Los Angeles is the world leader in the most American of clothing items: bluejeans. High-end, hand-stitched, designer bluejeans that will you run well over $100 a pair.
But as the U.S. apparel industry continues to shrink, LA's bluejeans business faces a threat: a nearly 40 percent tariff, imposed by the European Union, that could cripple the city's jean business.
When people talk about Ilse Metchek they use phrases like "she's a piece of work," "a force of nature," "she's something else." If you want to talk fashion, she's your lady.
Metchek, president of the California Fashion Association, has more than 40 years' experience as a fashion designer. I went to her office in downtown Los Angeles to talk about jeans and fashion.
No sooner than I could sit down, she scrutinized every piece of clothing I was wearing — especially the fabric on my jeans.
"You see the pix, the pixel? That's treatment," Metchek says. "The fabric doesn't come like that. Some machine is streaking them that way; that's expensive. And they fit. There's a different fit. You didn't buy Levi's, you didn't buy a Gap jean. You bought those."
Seventy-five percent of the designer jeans sold in the world are made in California. Over the past 20 years, an industry cluster was created in Los Angeles. While much of clothing manufacturing has been shipped offshore, high-end or more sophisticated manufacturing stayed here.
And high-end jeans are complicated — there are different washes, distressing and elaborate designs.

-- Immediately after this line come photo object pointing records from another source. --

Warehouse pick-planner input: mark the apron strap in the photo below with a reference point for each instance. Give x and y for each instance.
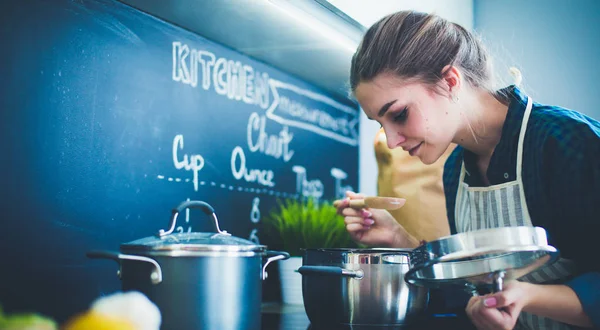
(522, 138)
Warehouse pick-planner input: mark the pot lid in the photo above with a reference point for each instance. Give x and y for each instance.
(482, 258)
(220, 241)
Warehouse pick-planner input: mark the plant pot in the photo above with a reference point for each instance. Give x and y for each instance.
(291, 281)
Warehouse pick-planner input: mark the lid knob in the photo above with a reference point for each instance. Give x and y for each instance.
(205, 207)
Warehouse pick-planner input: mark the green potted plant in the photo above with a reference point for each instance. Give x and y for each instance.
(302, 224)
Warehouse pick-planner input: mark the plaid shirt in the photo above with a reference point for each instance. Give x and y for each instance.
(561, 180)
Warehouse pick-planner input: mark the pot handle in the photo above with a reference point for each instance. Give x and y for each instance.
(331, 270)
(155, 276)
(205, 207)
(273, 256)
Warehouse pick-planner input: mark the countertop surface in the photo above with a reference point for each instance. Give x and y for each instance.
(277, 316)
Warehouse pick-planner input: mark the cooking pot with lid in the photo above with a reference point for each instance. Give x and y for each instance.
(197, 280)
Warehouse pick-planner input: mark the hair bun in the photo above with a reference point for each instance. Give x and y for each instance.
(516, 73)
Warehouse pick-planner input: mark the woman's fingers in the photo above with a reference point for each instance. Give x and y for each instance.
(353, 195)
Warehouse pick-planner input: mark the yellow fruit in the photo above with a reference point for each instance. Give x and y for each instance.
(97, 321)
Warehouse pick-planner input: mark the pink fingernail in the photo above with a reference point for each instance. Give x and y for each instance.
(489, 302)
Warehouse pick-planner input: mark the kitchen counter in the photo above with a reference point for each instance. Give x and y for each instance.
(276, 316)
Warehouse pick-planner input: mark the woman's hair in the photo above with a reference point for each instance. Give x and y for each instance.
(414, 45)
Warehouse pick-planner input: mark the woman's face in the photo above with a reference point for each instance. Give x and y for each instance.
(413, 116)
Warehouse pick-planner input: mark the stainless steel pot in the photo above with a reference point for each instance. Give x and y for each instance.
(360, 287)
(197, 280)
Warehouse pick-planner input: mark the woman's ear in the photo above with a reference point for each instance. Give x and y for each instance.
(451, 79)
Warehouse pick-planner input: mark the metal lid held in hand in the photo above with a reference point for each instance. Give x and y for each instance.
(482, 258)
(192, 244)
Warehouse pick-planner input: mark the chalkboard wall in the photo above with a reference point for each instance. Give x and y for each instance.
(111, 117)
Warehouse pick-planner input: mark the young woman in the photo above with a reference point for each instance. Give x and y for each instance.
(428, 82)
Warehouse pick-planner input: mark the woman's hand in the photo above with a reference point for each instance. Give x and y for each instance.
(498, 311)
(374, 227)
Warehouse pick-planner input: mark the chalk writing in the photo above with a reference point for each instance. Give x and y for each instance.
(233, 79)
(305, 187)
(263, 177)
(276, 146)
(192, 163)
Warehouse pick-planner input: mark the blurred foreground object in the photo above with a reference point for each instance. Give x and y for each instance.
(26, 322)
(118, 311)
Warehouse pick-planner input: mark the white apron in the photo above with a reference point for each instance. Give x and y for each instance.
(504, 205)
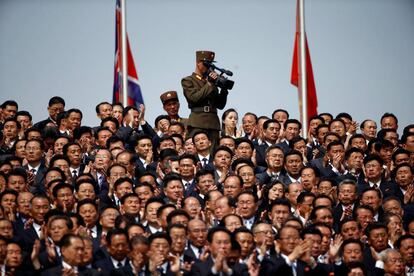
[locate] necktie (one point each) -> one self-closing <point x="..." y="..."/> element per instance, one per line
<point x="74" y="174"/>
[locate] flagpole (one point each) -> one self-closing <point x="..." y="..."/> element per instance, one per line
<point x="124" y="58"/>
<point x="302" y="58"/>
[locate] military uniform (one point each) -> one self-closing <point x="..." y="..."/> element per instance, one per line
<point x="172" y="96"/>
<point x="203" y="98"/>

"The more complicated you can make that jean look, the more expensive it is. And that is at the wash house. And we have most of the wash houses in the world right here," Metchek says.

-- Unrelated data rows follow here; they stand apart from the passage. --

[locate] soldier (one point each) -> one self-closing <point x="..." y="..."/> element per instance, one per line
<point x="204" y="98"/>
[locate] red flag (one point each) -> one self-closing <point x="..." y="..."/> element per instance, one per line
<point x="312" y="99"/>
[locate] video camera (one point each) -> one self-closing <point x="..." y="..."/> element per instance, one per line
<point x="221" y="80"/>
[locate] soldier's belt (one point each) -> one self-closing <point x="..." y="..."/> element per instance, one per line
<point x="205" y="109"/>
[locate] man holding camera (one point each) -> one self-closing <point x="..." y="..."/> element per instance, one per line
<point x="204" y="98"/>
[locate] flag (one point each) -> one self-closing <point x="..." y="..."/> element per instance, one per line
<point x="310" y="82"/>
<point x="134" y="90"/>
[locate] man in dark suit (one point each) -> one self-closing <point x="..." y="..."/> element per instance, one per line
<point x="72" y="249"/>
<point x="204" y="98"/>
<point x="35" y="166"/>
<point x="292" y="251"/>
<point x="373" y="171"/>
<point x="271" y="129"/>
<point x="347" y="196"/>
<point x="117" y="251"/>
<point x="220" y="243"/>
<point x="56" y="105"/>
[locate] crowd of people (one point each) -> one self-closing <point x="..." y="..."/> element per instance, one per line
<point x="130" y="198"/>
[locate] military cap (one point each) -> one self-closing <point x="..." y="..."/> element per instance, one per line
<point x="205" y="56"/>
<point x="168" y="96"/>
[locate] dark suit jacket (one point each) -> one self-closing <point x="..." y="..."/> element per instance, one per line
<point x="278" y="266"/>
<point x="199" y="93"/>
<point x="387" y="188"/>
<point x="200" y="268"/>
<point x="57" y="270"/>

To see how and where premium jeans are made, you have your choice of more than 30 different manufacturers in Los Angeles to visit. AG Jeans is one of the biggest, and the company makes some of the most expensive jeans — as much as $300 a pair.

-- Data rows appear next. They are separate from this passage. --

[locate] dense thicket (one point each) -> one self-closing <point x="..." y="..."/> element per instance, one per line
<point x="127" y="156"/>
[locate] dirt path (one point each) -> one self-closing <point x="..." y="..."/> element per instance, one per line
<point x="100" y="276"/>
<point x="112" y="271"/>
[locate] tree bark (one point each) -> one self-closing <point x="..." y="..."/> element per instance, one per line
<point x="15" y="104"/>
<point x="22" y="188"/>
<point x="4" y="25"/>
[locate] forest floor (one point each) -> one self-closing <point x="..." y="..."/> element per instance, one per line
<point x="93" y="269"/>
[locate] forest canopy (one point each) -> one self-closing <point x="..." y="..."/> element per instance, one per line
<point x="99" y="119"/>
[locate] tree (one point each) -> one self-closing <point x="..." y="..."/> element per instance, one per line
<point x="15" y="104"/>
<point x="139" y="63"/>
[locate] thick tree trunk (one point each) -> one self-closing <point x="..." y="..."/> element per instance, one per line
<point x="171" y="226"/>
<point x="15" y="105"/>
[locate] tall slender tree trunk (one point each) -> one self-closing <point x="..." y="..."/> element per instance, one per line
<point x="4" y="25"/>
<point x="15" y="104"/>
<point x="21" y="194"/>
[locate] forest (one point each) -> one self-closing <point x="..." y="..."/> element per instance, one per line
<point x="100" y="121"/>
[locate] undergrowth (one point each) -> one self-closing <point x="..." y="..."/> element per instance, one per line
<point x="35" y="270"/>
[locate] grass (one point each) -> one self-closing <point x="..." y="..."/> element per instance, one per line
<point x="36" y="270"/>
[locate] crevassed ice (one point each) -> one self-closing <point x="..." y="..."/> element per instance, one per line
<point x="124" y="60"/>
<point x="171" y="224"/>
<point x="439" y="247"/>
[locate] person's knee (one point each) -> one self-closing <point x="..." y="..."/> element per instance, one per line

More than 40,000 people work in the apparel business in Los Angeles County alone, with women's clothing responsible for the lion's share of those jobs.
In April, the European Union announced that tariffs on women's denim jeans would rise to 38 percent from 12 percent. It's retaliation for the United States' failing to comply with a World Trade Organization ruling.
Samuel Ku, who runs AG Jeans alongside his father, says the European tariff puts many of those jobs at risk.
"For our women's jean that's made in this factory ... we can't continue to do the same business shipping that jean to Paris. It's impossible," he says.
Ku says he'll still make the bulk of his jeans in Los Angeles, but he also has a factory in Mexico. He's likely to shift manufacturing there for the jeans that are exported to Europe. He says it won't be so easy for his competitors.
"[Because] they've got no options. ... Let's say you have a factory. Overnight, 30 percent of your business might be gone. You're going to be afraid."
Metchek says clothing companies could easily pick up and move to China or Mexico.
"They make them here, and they trade on the Made in USA label. ... They will still be in business, but that label will come off," she says. And with it, Metchek says, could go thousands of U.S. jobs.